Think of it as a bookkeeper for all the rental income you’re receiving from your properties. It’s good for both residential and commercial properties.
The tool automates certain tasks that make it super easy to ensure proper and timely maintenance of the property. And everyone knows that maintaining a property is necessary to ensure it has the maximum market value.
It can even make life easier for your tenants, too, as they can securely make rental payments through Landlord Studio, which goes directly into your bank account. You can set up automatic rent collection within the app, so you don’t have to contact tenants every month.
Other notable features of this software include tenant screening and calculators. If you’re renting out a mortgaged property, the built-in calculator can help you find how much rent you need to charge to pay the monthly mortgage payment.
DealCheck is another handy tool for those interested in buying and investing in properties. It’s an analytical tool that can help you get a good deal on the property you’re after.
You can look up properties on the app and immediately get key data about the property, such as market value, rental estimates, taxes, etc. It’s ideal for rental properties (both residential and commercial), properties you want to flip, and BRRRR portfolios.
You can also make comparisons with recent property sales to come up with a good offer for the property you are saught. It can even estimate repair costs, which can be highly beneficial to know in advance because you have to factor in those costs as well before you can sell or rent the property.
DealCheck is a tool any active real estate investor or institute should use to avoid the hassle and exorbitant costs of conventional market research and consultation.
Real Estate Passive Income Tax
The dividends or interests you earn as real estate passive income are subject to taxes. Any income you earn through your investments is considered as a capital gain, and therefore, subject to federal and even state taxes.

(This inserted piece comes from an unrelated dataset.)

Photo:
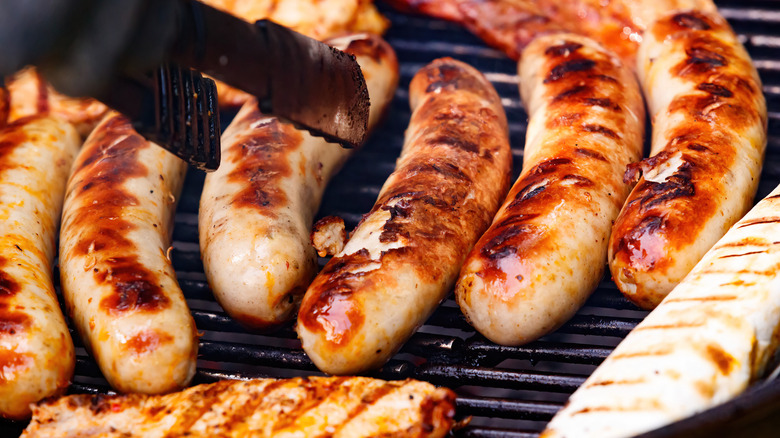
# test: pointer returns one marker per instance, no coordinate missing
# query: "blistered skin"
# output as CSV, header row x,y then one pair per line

The real estate passive income tax rates can vary depending on how you’ve earned that passive income. It may also depend on your overall income for the year.
The tax rates are mainly dependent on whether the income falls under short-term capital gain or long-term capital gain. Short-term capital gains are those earned within one year of holding the asset. On the other hand, long-term capital gain rates apply to assets held for longer than a year.
Most real estate crowdfunding platforms and REIT’s dividends and interests are normally treated as short-term capital gains. In such a case, the normal tax rates will apply depending on your income bracket.
If your property income qualifies as long-term capital gains, then you’ll pay a lower tax, depending again on your overall income bracket. As per the Tax Cuts and Jobs Act (TCJA) 2018, these rates are 0%, 10%, and 15%, based on the annual income bracket.
If you’re generating passive income through investment in real estate through crowdfunding or REITs, you will be provided with appropriate forms like the 1099-DIV or 1099-INT. The Form 1099-DIV is for declaring dividends, while the Form 1099-INT is for declaring any interest you earned on your investment in a loan.
When investing through an online platform, make sure to read all the tax rules beforehand. Some platforms will also present all the tax information with the properties, so investors know how much of their gains will go to the government.
Whether you’re 20 or 50 years old, investing in real estate is always a good idea. Real estate to this day remains one of the strongest investment areas with good profits even in the worst of times, so you can imagine how good it would be in the best of times.
Real estate passive income can accumulate over time and add to your wealth. If you start early on, you can make quite a lot of money before the age of retirement.
While it qualifies as passive income, it does require a bit of work on your side.
With real estate getting ever more digitized, it’s easy to invest right from the comfort of your couch, and that too with not that much money. If there was ever a time to get into real estate, it’s NOW!